Farming, monoculture, quota, hunter-gatherer, fishing, biomass, intensive farming, factory farming, organic farming, fishery, overfishing.
When farming, we tend to look at the fields and see either crops like wheat being grown, or animals in the field grazing on the grass. But is there more to it than that?
Well, yes.
Let's have a look at the different techniques used for farming.
Intenstive farming: as the name suggests, intensive farming is the process of using a lot of workers and a lot of money to have the highest yield of produce created. It is often seen by using high amounts of pesticides, fertilisers and other production inputs for crops. For animals, it includes the use of medication to provide them with vaccines and growth hormones for regulated growth.
Factory farming: a form of intensive farming, factory farming is using giant farm factories to express farm animals (such as chickens or ducks) for use in foods. The same goes for agriculture, where it is performed to increase the amount of yield per land unit.
Organic farming: a rise in popularity due to the humane ways animals are looked after, and how foods are grown, organic farming is a method of farming that allows for no pesticides or growth hormones to be used. Animals and plants are just left to grow naturally using only natural ingredients.
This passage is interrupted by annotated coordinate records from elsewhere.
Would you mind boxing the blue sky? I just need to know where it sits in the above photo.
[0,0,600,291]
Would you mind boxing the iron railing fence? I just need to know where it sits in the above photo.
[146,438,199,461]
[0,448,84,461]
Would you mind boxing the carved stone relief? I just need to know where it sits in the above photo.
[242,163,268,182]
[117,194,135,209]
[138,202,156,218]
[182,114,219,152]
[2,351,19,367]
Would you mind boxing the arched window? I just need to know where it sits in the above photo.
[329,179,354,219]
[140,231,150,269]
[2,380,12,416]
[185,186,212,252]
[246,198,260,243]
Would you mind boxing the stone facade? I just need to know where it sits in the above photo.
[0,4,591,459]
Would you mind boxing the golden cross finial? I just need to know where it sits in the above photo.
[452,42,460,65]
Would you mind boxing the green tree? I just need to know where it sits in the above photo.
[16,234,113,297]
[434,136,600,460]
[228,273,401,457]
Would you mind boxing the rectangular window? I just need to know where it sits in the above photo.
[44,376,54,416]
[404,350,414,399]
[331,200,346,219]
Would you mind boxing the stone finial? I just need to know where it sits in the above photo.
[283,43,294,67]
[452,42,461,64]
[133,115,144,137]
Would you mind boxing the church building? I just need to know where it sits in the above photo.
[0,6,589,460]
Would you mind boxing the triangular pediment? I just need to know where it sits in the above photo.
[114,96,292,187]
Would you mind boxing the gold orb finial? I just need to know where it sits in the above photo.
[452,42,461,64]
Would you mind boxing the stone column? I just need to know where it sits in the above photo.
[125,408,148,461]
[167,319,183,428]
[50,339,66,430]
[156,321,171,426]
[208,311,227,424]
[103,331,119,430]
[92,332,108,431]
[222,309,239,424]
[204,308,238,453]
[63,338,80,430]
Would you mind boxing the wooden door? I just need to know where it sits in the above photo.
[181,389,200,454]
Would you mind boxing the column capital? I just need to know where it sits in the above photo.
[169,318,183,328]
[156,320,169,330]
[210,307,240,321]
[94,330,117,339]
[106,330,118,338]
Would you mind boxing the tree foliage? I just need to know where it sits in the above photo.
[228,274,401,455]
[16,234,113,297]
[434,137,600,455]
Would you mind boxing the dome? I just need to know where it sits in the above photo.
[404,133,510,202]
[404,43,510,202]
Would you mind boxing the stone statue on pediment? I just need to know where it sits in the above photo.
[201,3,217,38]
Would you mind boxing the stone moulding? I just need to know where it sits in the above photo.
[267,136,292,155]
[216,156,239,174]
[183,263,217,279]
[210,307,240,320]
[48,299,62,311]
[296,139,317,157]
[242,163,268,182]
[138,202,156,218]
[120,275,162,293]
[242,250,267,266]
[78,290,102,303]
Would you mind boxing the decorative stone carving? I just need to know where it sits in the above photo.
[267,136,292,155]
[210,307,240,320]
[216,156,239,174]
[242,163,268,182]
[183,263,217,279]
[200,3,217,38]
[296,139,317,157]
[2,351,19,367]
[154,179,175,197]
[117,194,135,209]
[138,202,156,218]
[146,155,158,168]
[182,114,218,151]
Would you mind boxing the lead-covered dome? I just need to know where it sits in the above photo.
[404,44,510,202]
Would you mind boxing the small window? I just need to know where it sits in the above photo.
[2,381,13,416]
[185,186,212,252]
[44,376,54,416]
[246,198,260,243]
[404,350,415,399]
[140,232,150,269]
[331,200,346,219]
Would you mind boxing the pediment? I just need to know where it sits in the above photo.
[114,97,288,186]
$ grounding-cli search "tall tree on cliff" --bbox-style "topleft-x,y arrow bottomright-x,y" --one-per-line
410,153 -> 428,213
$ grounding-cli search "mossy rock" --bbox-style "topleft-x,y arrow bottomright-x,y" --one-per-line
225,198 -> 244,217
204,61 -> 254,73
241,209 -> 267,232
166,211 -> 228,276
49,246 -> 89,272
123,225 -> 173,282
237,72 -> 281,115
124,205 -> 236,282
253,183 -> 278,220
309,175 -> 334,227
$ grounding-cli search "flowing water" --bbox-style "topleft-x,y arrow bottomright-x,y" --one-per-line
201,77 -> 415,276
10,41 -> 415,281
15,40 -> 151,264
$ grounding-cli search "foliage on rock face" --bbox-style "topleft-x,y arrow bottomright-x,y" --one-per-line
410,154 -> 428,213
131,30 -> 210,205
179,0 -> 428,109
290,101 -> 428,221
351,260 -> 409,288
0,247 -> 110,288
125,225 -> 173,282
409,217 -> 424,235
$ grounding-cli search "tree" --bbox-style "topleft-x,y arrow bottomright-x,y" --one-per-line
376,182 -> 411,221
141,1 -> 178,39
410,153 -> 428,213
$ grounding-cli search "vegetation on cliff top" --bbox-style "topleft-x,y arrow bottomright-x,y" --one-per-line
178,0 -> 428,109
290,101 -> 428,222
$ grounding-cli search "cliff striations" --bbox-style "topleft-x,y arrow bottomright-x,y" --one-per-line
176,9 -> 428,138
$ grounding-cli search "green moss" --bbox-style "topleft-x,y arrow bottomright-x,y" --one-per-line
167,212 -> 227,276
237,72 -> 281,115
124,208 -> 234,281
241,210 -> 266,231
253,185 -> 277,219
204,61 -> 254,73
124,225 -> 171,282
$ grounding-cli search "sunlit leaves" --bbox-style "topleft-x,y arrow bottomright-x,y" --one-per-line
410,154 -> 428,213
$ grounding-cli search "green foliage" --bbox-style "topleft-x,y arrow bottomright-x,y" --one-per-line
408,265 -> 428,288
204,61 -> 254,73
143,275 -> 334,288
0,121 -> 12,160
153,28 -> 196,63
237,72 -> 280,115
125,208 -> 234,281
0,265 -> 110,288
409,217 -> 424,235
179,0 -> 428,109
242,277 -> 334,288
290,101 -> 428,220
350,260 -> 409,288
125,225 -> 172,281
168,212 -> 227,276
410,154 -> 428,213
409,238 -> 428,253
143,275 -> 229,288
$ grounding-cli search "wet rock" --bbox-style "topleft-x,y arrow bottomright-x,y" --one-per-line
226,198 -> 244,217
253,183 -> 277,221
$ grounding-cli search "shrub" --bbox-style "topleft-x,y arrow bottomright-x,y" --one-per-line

Monoculture farming: a monoculture farm is an area of land that is wholly for growing one kind of crop at one time.
There are advantages and disadvantages to each type of farming above. Some more than others. And they each come with their own style of work.
Sixty percent of food eaten in the UK is grown here, with numbers in millions of staples like potatoes, wheat and barley produced on our own land.
Here's a YouTube video from Fuse on Farming Techniques:
There are issues when it comes to fishing the seas. With such high demands of the need for food, fishing from the seas can be overdone. This means there are quotas in place for fishing that limits the amount of fish taken from points.
The same is said for farming. While we can grow crops each year on the same pieces of land, that land can also become overused. When this happens, it won't grow anything to any extent. So, farmers today always put one or two fields on rotation. This is known as set-aside.